The principle has been hard to realize. Microsoft's Station Q has worked on Majorana fermions in superconductor-semiconductor heterostructures for over a decade, with mixed results. Other approaches use the fractional quantum Hall effect or topological superconductors. The state of the field is that topological quantum computing is theoretically attractive and experimentally elusive, with the relevant anyon physics requiring extreme cold and clean materials.

If topological quantum computing ever works, the knot invariants developed by Tait, Alexander, Jones, and Khovanov will be the language in which quantum algorithms are described.
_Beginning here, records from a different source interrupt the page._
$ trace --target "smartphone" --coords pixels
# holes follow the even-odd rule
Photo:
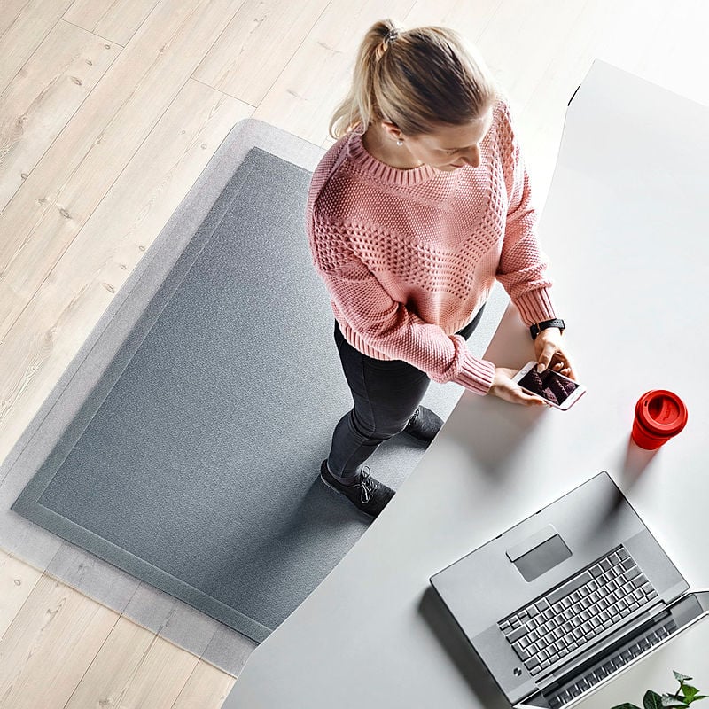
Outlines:
[[[553,370],[537,371],[537,362],[528,362],[512,378],[526,392],[541,396],[557,409],[565,411],[586,393],[586,387]]]

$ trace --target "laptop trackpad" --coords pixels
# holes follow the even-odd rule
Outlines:
[[[571,557],[571,549],[552,525],[507,549],[507,557],[526,581],[533,581]]]

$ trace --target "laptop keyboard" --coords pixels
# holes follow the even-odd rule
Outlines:
[[[657,597],[652,584],[621,546],[497,625],[535,675],[582,650],[618,621],[636,615]]]
[[[587,690],[598,684],[609,674],[612,674],[616,670],[627,665],[630,660],[646,652],[653,645],[664,640],[677,629],[677,624],[674,619],[670,619],[664,625],[647,633],[641,640],[638,640],[612,655],[604,660],[598,666],[584,673],[583,677],[573,684],[564,687],[552,697],[549,697],[549,705],[551,709],[559,709],[564,705],[568,704],[572,699],[575,699]]]

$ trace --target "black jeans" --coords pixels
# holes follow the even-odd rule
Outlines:
[[[480,321],[482,308],[458,334],[469,338]],[[330,471],[349,478],[380,443],[406,428],[428,385],[428,376],[401,360],[376,360],[354,349],[335,323],[335,343],[354,406],[335,426],[327,458]]]

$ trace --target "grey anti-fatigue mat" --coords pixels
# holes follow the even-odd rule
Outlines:
[[[136,323],[13,506],[257,642],[367,526],[316,481],[350,401],[307,249],[308,180],[308,169],[252,150],[148,300],[140,286],[160,277],[169,252],[160,235],[155,268],[113,318],[132,310]],[[446,416],[459,393],[434,387],[428,403]],[[377,454],[379,477],[398,487],[421,453],[392,441]],[[145,593],[141,584],[117,610],[130,615]],[[138,619],[154,625],[144,611]],[[213,628],[199,647],[193,633],[172,639],[234,672],[208,657],[229,645],[214,628],[205,647]],[[238,645],[239,662],[249,647]]]

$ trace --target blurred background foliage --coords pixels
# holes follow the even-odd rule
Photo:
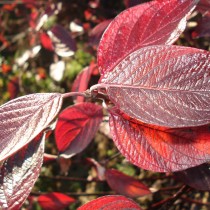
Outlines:
[[[30,93],[71,91],[78,73],[91,63],[96,63],[100,37],[97,39],[96,36],[94,42],[91,41],[93,28],[104,20],[114,18],[127,7],[144,2],[146,1],[0,1],[0,104]],[[202,15],[194,13],[190,20],[177,44],[209,50],[209,36],[199,36],[199,31],[195,30]],[[66,37],[59,34],[57,26],[65,30],[71,41],[68,42]],[[74,44],[76,47],[72,47]],[[63,56],[65,53],[71,56]],[[90,84],[96,84],[98,78],[97,73],[91,77]],[[71,104],[73,101],[69,99],[65,106]],[[32,190],[32,199],[27,200],[22,209],[41,209],[35,198],[46,192],[62,192],[74,197],[76,202],[67,209],[76,209],[96,197],[113,194],[107,183],[97,178],[95,167],[87,158],[141,179],[149,187],[162,188],[162,191],[153,195],[135,199],[145,208],[173,195],[182,185],[171,174],[153,173],[130,164],[118,153],[104,130],[105,127],[102,127],[88,148],[71,159],[57,158],[54,136],[50,135],[46,141],[46,153],[54,156],[46,159]],[[189,196],[191,199],[209,200],[208,192],[192,190]],[[208,208],[202,204],[197,208],[193,203],[181,200],[170,209]]]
Knot diagrams will be circuit diagrams. The Jones polynomial of a particular knot will be the answer to a quantum computation. The mathematical structure that started as a wrong theory of atoms will, by a long detour, end up describing the computers that might replace silicon.

What sailors knew

The deeper irony is that sailors knew about the most useful knots long before mathematicians studied them. The bowline, the clove hitch, the sheet bend: these are practical inventions, refined over centuries of working with rope under load. The mathematical theory does not improve them, and the sailor's knot does not need a polynomial to be useful.

What the mathematics does is connect domains that had no obvious connection: rope and DNA, sailing and quantum computing, vortices in ether (still wrong) and topological order in condensed matter (newly right). The theory of knots is a small example of a recurring pattern in mathematics: a structure studied for one reason turns out to describe phenomena in domains that were not part of the original motivation. Sometimes the original motivation was wrong. The structure is real anyway.